Learn everything you need to know about telling a gorgeous wedding story from start to finish using photojournalism techniques. Award-winning photographer Joe Buissink will guide you through the process as he shoots a longtime creativeLIVE employee’s real wedding, live and in real time.

This three-and-a-half day course will begin with Joe posing, lighting, and shooting every step of this creativeLIVE family wedding — right before your eyes. You’ll have a front row seat as you watch Joe’s unique style in action as he deftly captures the portraits his client expects while still documenting the overall chorus of emotion throughout the day.

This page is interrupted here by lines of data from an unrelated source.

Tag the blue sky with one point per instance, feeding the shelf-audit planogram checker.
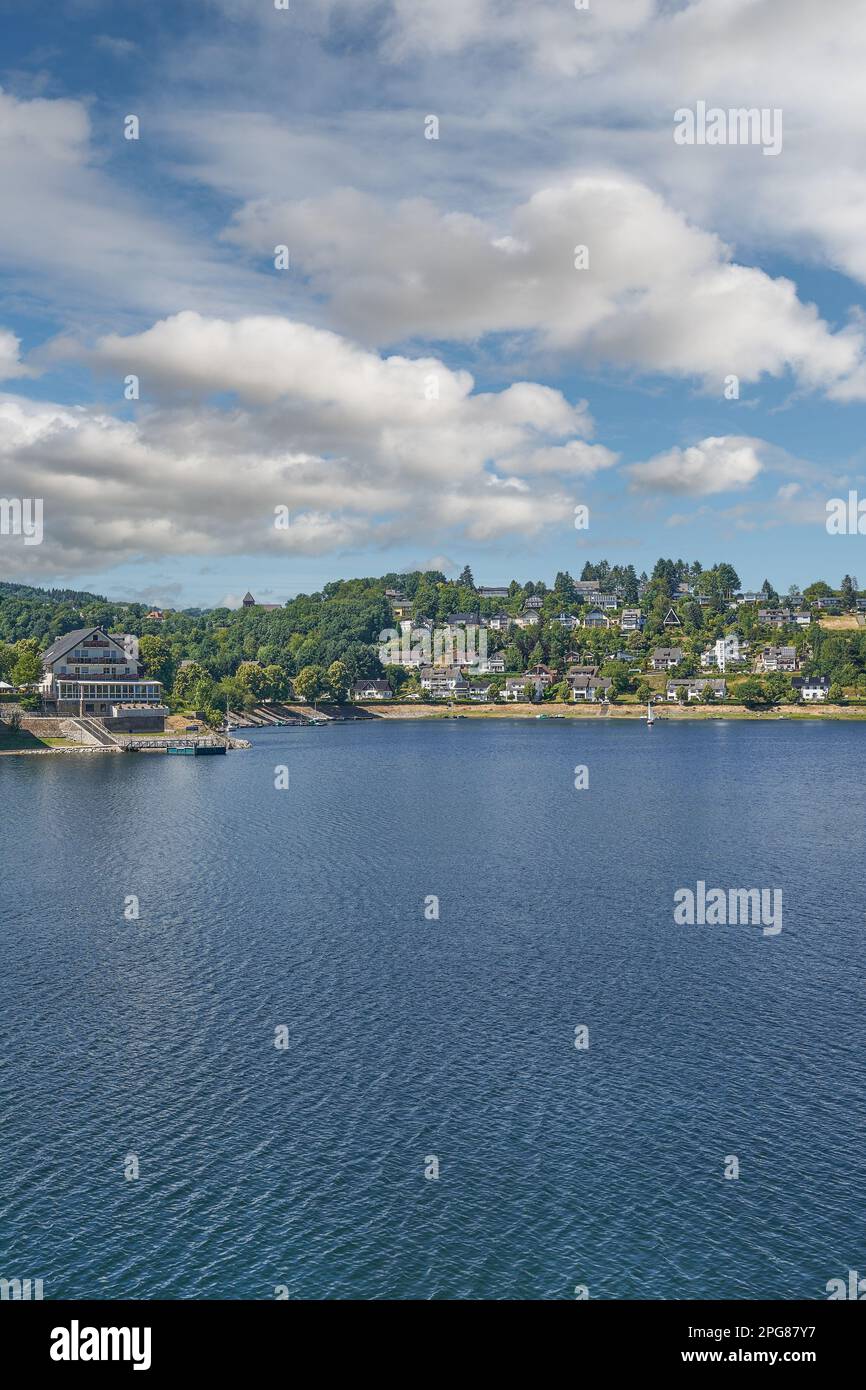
(431, 381)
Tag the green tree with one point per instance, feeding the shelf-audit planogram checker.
(157, 659)
(312, 684)
(186, 680)
(751, 692)
(252, 677)
(338, 680)
(28, 665)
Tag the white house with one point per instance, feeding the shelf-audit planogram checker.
(727, 651)
(631, 620)
(812, 688)
(590, 688)
(370, 690)
(665, 658)
(444, 681)
(777, 659)
(695, 687)
(91, 672)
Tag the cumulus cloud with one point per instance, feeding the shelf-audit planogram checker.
(360, 449)
(71, 232)
(658, 295)
(10, 356)
(715, 464)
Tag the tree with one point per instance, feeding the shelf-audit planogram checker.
(252, 677)
(156, 658)
(275, 683)
(312, 684)
(818, 591)
(28, 666)
(7, 660)
(751, 692)
(338, 680)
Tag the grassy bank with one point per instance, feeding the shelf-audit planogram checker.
(663, 712)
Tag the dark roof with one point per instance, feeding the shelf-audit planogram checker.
(68, 640)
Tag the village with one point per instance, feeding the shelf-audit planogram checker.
(610, 644)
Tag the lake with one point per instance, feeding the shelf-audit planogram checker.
(414, 1040)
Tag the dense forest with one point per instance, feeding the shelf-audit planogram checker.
(317, 644)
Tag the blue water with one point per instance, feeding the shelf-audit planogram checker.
(452, 1037)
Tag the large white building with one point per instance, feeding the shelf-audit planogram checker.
(727, 651)
(89, 672)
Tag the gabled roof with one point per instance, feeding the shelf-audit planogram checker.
(64, 644)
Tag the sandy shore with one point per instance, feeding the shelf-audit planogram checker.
(662, 712)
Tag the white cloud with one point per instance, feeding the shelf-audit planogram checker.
(10, 356)
(715, 464)
(659, 295)
(72, 235)
(348, 441)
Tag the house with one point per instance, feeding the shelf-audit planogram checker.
(665, 658)
(773, 617)
(370, 690)
(492, 665)
(444, 681)
(91, 672)
(727, 651)
(695, 687)
(590, 688)
(516, 687)
(631, 620)
(777, 659)
(545, 673)
(811, 687)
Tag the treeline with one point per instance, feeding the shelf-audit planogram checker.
(317, 644)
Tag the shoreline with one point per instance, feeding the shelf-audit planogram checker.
(673, 713)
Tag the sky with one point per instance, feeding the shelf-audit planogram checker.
(399, 284)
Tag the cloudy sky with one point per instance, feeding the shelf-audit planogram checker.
(439, 375)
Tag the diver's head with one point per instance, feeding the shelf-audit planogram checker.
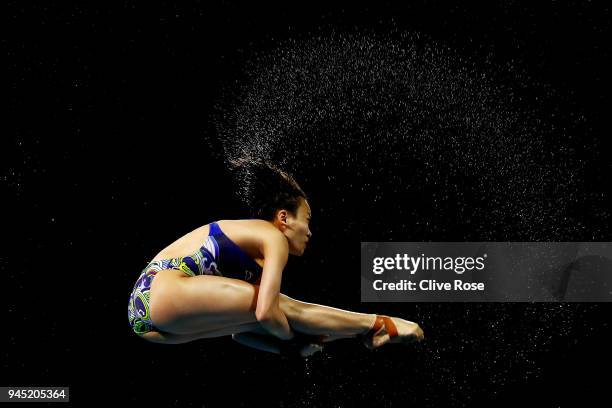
(274, 195)
(293, 221)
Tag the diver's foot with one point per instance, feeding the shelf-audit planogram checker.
(392, 330)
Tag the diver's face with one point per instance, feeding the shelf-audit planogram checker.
(298, 231)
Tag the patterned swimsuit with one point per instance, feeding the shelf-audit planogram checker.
(218, 256)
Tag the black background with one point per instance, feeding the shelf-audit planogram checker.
(112, 156)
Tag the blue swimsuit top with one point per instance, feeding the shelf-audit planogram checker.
(218, 256)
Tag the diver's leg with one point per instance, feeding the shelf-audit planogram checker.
(188, 305)
(312, 318)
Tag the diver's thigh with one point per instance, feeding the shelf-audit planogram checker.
(202, 303)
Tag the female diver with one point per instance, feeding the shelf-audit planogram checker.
(224, 278)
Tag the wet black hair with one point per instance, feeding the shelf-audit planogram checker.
(265, 188)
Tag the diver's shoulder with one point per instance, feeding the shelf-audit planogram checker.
(252, 224)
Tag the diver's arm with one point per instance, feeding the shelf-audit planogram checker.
(275, 249)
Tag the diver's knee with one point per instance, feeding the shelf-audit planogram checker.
(290, 307)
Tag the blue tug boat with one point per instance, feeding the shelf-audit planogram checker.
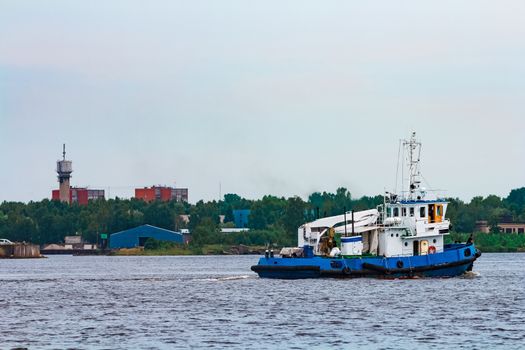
(402, 238)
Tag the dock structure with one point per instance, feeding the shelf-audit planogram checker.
(19, 251)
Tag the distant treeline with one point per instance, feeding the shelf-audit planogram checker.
(272, 219)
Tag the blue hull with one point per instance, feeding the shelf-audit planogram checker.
(455, 260)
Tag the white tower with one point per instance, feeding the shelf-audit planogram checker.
(64, 170)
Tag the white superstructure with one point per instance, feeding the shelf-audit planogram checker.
(410, 224)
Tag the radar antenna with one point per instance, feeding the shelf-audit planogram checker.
(414, 157)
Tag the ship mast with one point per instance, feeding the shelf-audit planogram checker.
(413, 154)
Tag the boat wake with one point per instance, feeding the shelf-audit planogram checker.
(471, 274)
(229, 278)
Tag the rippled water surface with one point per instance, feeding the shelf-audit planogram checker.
(216, 301)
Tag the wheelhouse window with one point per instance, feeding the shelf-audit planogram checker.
(439, 210)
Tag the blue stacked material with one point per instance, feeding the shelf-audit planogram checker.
(137, 236)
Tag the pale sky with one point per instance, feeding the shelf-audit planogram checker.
(262, 97)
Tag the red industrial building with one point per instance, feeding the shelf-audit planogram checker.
(162, 193)
(79, 195)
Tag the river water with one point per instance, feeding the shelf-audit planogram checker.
(216, 301)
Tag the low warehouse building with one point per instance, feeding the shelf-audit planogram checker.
(137, 237)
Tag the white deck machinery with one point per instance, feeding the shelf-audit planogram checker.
(358, 230)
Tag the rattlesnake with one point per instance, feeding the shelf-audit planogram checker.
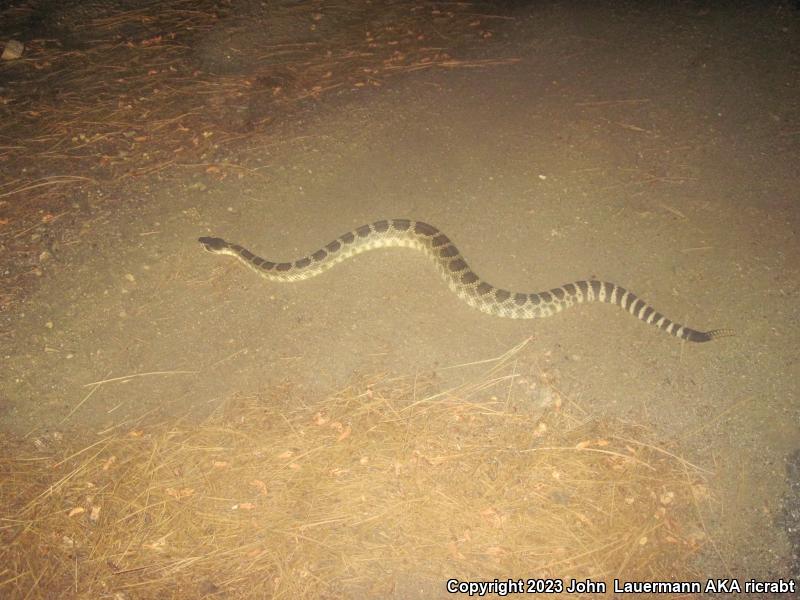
(458, 275)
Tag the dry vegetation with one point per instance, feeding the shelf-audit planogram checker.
(386, 482)
(106, 95)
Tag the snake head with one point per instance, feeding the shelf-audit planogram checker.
(213, 245)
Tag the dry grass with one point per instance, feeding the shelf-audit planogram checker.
(385, 482)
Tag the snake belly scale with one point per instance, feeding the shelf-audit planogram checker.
(458, 275)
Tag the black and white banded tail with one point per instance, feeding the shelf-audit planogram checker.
(460, 278)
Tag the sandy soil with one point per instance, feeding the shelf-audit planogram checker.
(655, 149)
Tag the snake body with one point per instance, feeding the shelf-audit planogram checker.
(458, 275)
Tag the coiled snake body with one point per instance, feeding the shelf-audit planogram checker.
(458, 275)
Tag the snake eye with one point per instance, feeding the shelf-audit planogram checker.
(214, 245)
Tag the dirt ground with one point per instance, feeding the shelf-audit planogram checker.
(655, 148)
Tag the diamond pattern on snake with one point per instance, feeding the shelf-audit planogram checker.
(458, 275)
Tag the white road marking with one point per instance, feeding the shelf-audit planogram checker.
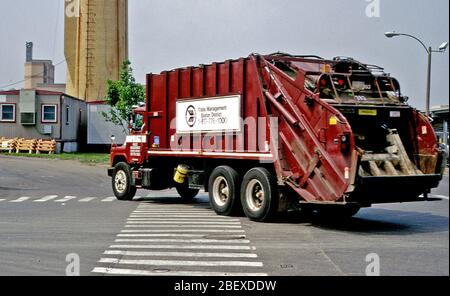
(180, 263)
(20, 199)
(46, 198)
(161, 235)
(159, 213)
(181, 222)
(439, 196)
(205, 231)
(167, 240)
(178, 235)
(182, 254)
(186, 225)
(66, 198)
(118, 271)
(174, 216)
(87, 199)
(183, 247)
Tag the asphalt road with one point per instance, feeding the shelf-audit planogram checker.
(50, 209)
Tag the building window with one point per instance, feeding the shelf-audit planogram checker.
(7, 113)
(49, 114)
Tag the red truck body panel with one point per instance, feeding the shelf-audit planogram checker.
(306, 140)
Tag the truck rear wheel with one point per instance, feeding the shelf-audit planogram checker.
(259, 195)
(121, 182)
(224, 190)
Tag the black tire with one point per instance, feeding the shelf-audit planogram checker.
(223, 189)
(121, 182)
(259, 208)
(186, 193)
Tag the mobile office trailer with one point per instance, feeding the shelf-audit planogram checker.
(276, 132)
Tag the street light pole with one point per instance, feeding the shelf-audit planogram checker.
(430, 51)
(427, 99)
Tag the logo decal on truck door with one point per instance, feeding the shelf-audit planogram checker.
(191, 116)
(211, 114)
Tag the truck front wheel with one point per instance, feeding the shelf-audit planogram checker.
(223, 191)
(259, 195)
(121, 182)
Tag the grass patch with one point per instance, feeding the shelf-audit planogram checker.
(87, 158)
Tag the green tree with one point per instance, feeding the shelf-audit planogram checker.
(122, 96)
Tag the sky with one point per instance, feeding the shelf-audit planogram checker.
(168, 34)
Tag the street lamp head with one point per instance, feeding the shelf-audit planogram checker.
(390, 34)
(443, 46)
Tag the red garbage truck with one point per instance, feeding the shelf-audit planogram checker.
(271, 133)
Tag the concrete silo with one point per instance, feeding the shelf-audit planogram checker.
(96, 43)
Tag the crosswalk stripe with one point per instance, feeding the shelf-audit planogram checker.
(439, 196)
(159, 213)
(174, 216)
(164, 240)
(181, 254)
(119, 271)
(181, 222)
(20, 199)
(208, 231)
(46, 198)
(161, 235)
(66, 198)
(180, 262)
(184, 225)
(177, 235)
(87, 199)
(185, 247)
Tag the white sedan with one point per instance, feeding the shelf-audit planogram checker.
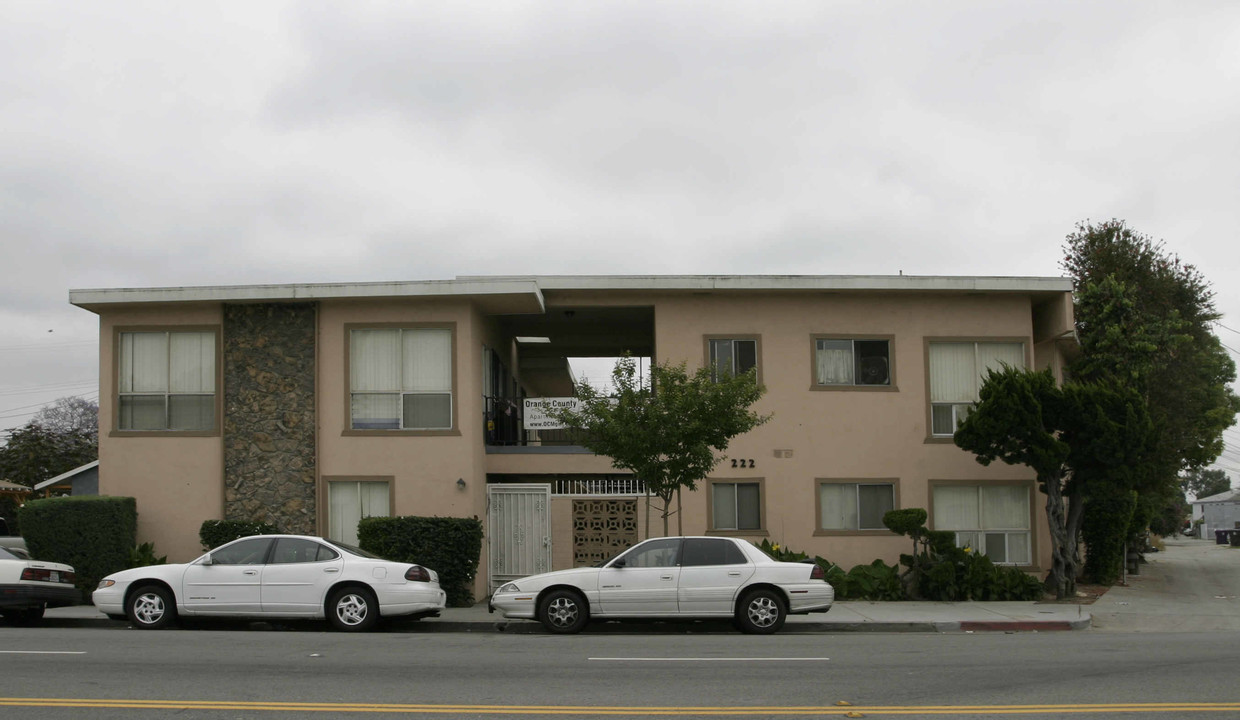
(27, 586)
(274, 576)
(688, 578)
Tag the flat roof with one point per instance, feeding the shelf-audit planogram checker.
(525, 293)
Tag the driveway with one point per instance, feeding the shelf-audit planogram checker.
(1193, 586)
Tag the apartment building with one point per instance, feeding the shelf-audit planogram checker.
(314, 405)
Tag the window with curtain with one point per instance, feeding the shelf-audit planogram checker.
(733, 356)
(166, 381)
(854, 506)
(988, 518)
(351, 501)
(401, 378)
(852, 362)
(956, 374)
(735, 506)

After the newlyweds head off to their honeymoon, Joe will explain why he made certain lighting, posing, and angle choices during the ceremony. You’ll learn his techniques, workflow, and on-the-fly tricks for dealing with unexpected developments. This intimate, interactive experience will invite you into the creativeLIVE family and empower you to photograph weddings with the eye of a photojournalist

Reviews

Carlos Zaldivar
 

Joe Buissink, Thank you for share your out of this world wedding photography its be on great,I just love it. I look up to you every day I do a wedding. I have yet to meet you but some day I will. I took conclave in April 2013 and wished you would have been there. My favorite wedding photographer is Denis Reggie which has become a friend I just love his work also. Between you and him both of you I look up to and hope some day I can be as great of a photographer just like the both of you. I just love to be a wedding photographer. Thank you for share such great information and course. Carlos Zaldivar Carlos Zaldivar photographers www.carlos-zaldivar.com

Jessica Lindsay-Sonkin
 

This is one of the more slower-paced courses I have taken on Creative Live. I ended up watching the videos over a span of about 4 months, but enjoyed every moment of it. Watching Joe and Rich work is a beautiful dance. I love Joe's philosophy and he instills a calm spark in all that he does. The way he looks at angles, approaches situation and works with his clients is mesmerizing. I highly recommend this course if you are looking to be inspired by wonderful philosophy and to gain valuable insight through watching a master in action.